The GMC is revising its standards for curricula and assessment, with an emphasis on outcomes. This is a deliberate move away from the ‘tick-box culture’ that has evolved during the past few years, reflecting the granular nature of curricula and workplace-based assessments. The definition of an outcomes curriculum is based upon those tasks (alternatively referred to as ‘entrusted professional activities’ – EPAs) that form part of the working week. An example is the ability to manage an on-call duty of unselected emergency admissions. Satisfactory completion of such an EPA would be underpinned by the knowledge, clinical and technical skills to manage the variety of patients admitted. The assessment is intended to be a more global view using existing WBAs as required to evaluate specific concerns. This will require definition of those EPAs specific to core training, which should be embedded in a more modular design of the curriculum, thereby increasing individual flexibility.
Finally, there needs to be appropriate support for trainers with time for training in job plans, the lack of which is a consistent feature in the JCST trainers’ survey. This will be facilitated by the GMC approval process but employer recognition in providing educational PAs is essential. It is also incumbent on trainers to ensure they are up to date with their understanding of these evolving processes and appreciate their responsibility to the trainees under their supervision.

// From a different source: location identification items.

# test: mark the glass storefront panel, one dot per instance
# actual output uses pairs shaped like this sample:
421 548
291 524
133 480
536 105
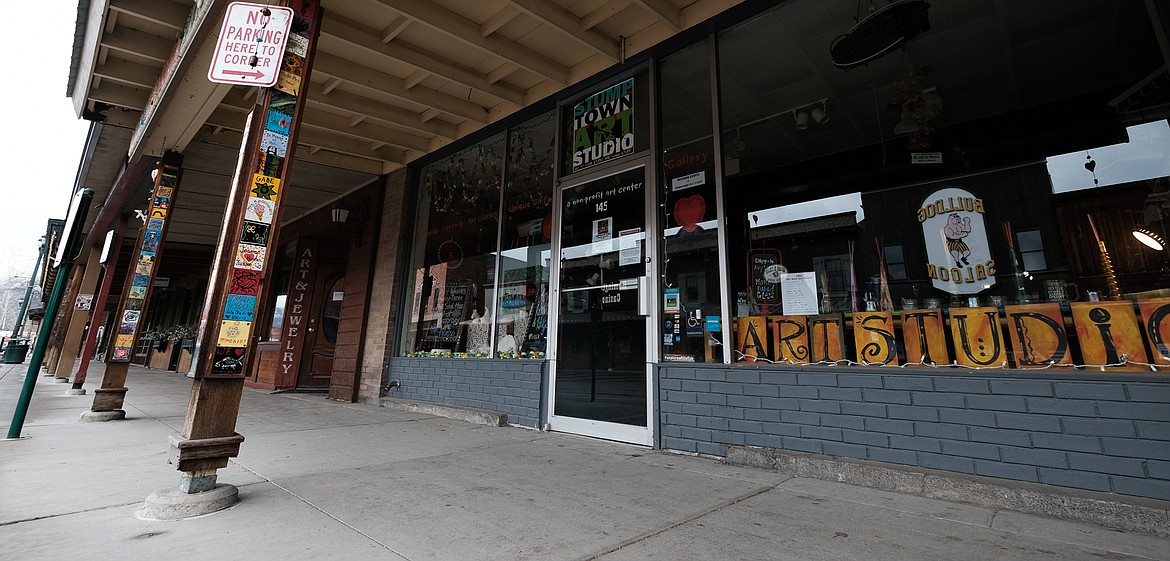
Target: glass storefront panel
692 314
903 212
454 254
600 371
522 294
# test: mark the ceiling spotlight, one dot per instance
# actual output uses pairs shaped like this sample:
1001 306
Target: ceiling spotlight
1149 239
802 120
818 114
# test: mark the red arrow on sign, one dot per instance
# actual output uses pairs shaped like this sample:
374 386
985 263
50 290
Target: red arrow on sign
254 74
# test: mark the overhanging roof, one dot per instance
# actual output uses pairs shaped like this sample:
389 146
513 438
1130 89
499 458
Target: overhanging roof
392 81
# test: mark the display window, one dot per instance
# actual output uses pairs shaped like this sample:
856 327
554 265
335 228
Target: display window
454 255
481 254
901 211
692 310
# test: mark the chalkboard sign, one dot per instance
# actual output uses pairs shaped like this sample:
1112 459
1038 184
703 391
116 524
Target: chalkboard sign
454 305
765 275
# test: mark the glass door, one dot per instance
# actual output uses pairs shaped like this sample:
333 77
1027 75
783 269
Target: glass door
600 370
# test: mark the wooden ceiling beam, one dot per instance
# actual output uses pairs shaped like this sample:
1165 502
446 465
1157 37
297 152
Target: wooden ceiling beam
124 96
568 24
448 22
367 131
501 19
366 38
139 43
377 110
393 86
310 136
665 11
128 73
394 28
167 14
604 12
351 127
303 154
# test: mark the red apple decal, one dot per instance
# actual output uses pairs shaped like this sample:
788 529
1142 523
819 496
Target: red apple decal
689 211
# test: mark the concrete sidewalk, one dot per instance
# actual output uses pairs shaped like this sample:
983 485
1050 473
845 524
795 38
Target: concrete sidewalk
321 479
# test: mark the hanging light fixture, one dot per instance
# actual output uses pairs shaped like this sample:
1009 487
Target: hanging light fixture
1149 239
802 120
820 114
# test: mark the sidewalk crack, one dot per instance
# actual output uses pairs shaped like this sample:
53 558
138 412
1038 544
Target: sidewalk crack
311 505
676 524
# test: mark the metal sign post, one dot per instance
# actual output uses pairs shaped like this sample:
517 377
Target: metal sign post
77 212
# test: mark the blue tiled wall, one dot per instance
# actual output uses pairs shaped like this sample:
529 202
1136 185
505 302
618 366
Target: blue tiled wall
510 387
1075 430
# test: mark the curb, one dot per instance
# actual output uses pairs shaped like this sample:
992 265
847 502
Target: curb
1106 510
467 415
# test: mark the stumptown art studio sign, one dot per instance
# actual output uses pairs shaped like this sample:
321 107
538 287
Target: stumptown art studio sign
958 255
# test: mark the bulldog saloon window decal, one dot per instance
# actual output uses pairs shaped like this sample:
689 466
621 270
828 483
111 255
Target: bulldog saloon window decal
958 255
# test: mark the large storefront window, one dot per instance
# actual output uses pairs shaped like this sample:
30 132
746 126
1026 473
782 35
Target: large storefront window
692 314
481 254
454 254
522 305
902 213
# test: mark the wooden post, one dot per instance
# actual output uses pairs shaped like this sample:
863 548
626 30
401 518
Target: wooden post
243 262
61 323
131 314
103 293
77 316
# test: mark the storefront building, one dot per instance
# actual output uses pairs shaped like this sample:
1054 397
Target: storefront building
919 243
900 232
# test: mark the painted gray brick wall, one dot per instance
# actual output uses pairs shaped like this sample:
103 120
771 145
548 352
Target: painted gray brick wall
510 387
1072 430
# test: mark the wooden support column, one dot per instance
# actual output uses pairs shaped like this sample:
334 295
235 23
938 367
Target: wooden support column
77 310
61 325
131 315
98 312
243 262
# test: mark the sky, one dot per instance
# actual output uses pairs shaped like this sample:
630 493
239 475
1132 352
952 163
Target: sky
42 138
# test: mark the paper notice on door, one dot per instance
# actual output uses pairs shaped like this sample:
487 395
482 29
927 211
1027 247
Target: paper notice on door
630 247
798 293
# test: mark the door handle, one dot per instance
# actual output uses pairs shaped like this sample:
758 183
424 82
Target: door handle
644 301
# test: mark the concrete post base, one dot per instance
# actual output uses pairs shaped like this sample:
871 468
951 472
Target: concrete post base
173 504
102 416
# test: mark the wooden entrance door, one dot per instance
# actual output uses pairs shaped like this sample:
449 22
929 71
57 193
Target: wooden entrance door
321 340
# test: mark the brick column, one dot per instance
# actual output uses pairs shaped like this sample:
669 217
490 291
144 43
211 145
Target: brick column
131 313
240 274
382 312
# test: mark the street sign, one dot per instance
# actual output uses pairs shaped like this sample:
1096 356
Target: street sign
250 45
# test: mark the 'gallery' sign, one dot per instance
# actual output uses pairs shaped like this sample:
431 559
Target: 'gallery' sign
958 257
603 125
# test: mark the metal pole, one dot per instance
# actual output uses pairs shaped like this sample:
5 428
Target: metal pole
73 237
28 293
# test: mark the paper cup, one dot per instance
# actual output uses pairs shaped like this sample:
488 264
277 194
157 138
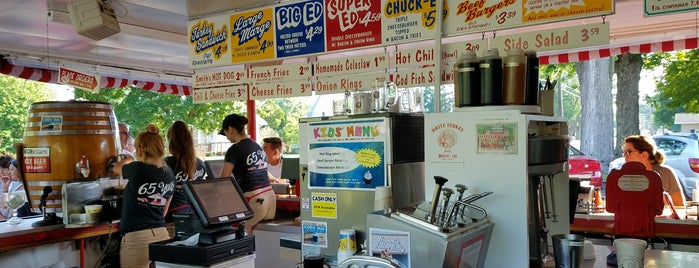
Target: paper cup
630 252
93 209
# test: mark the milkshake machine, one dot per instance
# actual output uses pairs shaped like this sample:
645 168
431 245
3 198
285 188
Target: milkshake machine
344 159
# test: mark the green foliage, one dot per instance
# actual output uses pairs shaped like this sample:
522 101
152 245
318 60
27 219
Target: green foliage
138 108
16 95
677 89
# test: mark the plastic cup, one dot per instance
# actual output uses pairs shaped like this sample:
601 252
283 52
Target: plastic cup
568 250
630 252
93 209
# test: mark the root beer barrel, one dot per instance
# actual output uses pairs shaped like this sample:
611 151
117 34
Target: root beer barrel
62 137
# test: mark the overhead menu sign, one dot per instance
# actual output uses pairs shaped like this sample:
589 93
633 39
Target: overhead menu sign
252 36
280 89
300 28
293 71
351 65
664 7
468 16
341 84
235 93
405 21
77 79
555 39
222 78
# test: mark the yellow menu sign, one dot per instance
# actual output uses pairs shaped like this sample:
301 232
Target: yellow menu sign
252 35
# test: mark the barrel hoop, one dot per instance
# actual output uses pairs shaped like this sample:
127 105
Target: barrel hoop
80 105
75 123
69 132
61 113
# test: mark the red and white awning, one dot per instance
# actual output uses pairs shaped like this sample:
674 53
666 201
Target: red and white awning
49 76
666 46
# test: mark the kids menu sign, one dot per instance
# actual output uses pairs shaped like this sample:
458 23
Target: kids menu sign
319 26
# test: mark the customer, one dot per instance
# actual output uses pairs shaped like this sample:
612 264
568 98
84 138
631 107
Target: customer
273 147
126 156
146 198
185 164
642 149
5 180
246 161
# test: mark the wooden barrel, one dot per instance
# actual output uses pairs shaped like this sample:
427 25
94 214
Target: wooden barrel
57 135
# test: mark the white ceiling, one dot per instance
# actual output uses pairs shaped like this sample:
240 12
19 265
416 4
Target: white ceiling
153 36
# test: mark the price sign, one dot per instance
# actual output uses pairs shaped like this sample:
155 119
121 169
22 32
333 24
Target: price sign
452 51
413 57
414 77
356 64
340 84
555 39
281 89
279 72
218 79
236 93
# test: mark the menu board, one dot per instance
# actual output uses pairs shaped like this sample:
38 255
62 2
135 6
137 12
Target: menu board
252 36
405 21
467 16
664 7
209 42
300 28
352 24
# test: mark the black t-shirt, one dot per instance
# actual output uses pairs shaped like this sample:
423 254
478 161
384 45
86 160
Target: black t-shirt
180 203
145 196
250 164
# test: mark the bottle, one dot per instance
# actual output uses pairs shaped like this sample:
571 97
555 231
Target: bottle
598 198
514 76
467 83
531 94
491 77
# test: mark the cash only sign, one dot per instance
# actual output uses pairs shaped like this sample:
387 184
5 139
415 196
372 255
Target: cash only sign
332 46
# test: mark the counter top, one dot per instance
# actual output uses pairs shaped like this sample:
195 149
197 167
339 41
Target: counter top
686 227
653 258
23 235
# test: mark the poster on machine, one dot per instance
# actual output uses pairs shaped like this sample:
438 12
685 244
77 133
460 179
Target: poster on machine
348 154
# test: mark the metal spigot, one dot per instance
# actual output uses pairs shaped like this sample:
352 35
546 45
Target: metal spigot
440 181
447 195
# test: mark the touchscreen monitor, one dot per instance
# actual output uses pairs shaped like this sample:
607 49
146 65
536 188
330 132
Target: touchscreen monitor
218 201
213 168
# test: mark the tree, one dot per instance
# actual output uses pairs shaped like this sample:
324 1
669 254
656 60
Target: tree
676 89
628 72
138 108
595 79
16 96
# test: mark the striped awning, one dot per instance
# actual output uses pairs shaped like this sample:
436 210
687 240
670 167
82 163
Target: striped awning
665 46
50 76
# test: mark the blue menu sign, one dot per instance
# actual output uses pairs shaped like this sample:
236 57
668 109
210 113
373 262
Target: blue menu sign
300 28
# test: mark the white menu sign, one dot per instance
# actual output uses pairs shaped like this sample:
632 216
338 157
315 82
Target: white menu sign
452 52
280 89
587 35
218 79
357 64
235 93
414 77
340 84
664 7
413 57
279 72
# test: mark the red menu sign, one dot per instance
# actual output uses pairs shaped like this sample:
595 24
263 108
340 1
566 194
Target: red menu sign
352 24
77 79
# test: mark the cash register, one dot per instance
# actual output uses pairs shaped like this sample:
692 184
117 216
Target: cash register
219 204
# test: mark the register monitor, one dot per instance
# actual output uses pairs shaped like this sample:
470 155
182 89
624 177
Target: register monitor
213 168
218 203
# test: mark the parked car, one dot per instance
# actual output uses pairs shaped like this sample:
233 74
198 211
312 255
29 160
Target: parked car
584 167
681 153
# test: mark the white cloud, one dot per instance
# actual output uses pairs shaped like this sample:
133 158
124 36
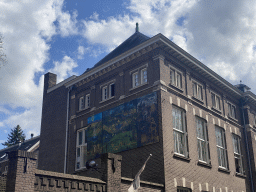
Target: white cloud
27 27
81 50
221 35
64 68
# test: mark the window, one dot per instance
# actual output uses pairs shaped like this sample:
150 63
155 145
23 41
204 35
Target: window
179 131
175 77
183 189
216 101
221 147
139 77
81 149
237 153
202 140
231 111
197 91
144 76
135 79
84 102
108 91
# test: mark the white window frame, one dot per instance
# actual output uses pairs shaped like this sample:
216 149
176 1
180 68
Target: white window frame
84 102
183 189
202 140
175 77
221 148
81 103
138 76
215 104
195 89
231 110
106 90
144 75
81 149
237 154
87 101
179 131
254 119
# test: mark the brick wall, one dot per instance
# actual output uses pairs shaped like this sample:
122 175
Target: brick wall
3 179
52 181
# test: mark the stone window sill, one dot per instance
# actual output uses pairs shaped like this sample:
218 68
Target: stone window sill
204 164
198 100
216 110
107 99
224 170
177 88
181 157
240 175
138 86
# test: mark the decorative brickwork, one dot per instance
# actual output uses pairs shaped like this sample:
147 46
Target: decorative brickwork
52 181
2 183
21 171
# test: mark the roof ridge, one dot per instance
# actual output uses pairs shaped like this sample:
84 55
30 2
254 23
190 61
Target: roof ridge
134 40
18 143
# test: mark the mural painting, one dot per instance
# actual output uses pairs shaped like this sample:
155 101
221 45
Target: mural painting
127 126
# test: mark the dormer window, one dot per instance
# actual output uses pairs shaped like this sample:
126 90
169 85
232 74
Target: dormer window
108 91
231 110
197 91
175 78
139 76
216 101
84 102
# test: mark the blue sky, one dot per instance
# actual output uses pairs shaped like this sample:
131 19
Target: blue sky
67 37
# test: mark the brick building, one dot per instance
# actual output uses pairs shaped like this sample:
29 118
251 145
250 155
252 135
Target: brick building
150 96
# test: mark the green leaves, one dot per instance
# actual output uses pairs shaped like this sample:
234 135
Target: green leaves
15 136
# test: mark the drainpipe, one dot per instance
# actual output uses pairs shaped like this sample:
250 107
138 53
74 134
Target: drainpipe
247 148
66 141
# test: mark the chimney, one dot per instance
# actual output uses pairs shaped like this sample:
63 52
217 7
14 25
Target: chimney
137 27
243 87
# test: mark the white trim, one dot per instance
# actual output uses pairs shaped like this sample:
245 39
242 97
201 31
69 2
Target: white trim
61 83
34 146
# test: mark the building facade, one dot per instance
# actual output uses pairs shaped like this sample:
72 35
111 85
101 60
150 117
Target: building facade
149 96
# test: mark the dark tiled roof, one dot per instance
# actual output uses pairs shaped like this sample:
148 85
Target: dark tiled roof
134 40
26 145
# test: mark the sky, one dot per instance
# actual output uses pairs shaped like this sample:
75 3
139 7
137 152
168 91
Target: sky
66 37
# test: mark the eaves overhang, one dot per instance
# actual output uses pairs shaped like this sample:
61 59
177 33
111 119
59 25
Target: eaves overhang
251 97
117 59
202 69
161 41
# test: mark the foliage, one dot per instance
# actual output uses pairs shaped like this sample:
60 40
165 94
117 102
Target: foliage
15 136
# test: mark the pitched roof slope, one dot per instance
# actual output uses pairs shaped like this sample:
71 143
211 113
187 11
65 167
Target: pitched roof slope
134 40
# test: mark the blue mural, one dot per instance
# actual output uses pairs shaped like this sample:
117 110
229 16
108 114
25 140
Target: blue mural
127 126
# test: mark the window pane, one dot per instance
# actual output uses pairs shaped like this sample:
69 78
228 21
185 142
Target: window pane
178 80
177 119
80 138
144 76
233 112
213 100
217 102
219 137
194 90
78 152
200 92
112 88
178 142
172 77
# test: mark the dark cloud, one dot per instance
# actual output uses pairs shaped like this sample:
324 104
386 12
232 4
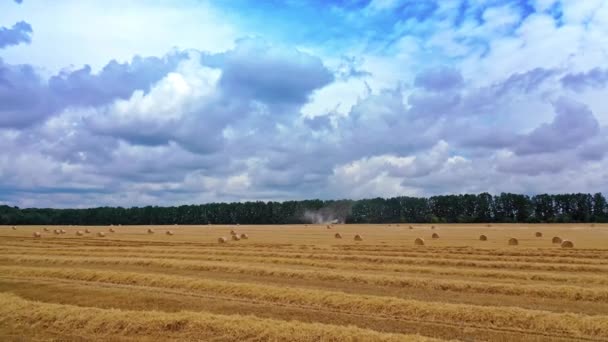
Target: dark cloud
439 79
26 99
271 74
20 33
573 124
114 81
318 123
524 82
594 78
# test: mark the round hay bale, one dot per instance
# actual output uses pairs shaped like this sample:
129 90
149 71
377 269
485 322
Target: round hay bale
567 244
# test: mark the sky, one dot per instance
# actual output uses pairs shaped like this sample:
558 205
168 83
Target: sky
158 102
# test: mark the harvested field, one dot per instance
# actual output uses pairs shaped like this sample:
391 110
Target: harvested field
301 283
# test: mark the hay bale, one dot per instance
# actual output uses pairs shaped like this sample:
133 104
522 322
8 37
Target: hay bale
567 244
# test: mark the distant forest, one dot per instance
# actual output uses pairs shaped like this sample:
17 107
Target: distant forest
481 208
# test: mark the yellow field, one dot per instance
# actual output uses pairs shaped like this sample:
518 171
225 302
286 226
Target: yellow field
299 283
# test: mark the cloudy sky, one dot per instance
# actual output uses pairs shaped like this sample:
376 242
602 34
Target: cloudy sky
176 102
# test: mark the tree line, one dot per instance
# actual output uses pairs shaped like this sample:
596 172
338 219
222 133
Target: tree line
470 208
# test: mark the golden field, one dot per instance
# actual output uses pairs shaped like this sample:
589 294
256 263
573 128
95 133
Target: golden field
300 283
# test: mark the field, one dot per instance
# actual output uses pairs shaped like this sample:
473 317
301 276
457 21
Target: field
300 283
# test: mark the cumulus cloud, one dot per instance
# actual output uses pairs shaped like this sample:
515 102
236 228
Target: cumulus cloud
273 75
20 33
594 78
26 98
441 79
573 124
442 99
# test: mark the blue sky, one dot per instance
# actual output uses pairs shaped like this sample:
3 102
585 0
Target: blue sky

The challenges facing surgical training have been exacerbated by the various pressures within healthcare. These have resulted in significant levels of dissatisfaction among trainees, which have potential adverse effects on the future workforce. The majority of surgical trainees have decided on a surgical career to combine patient care with the practical craft aspects of the specialty. The proposals described in this report are intended to improve the quality and experience of surgical training. Some will be straightforward to introduce but others will require a collaborative approach with educational stakeholders. However, it is hoped that these will address the discontent among trainees and ensure surgery remains a popular career choice.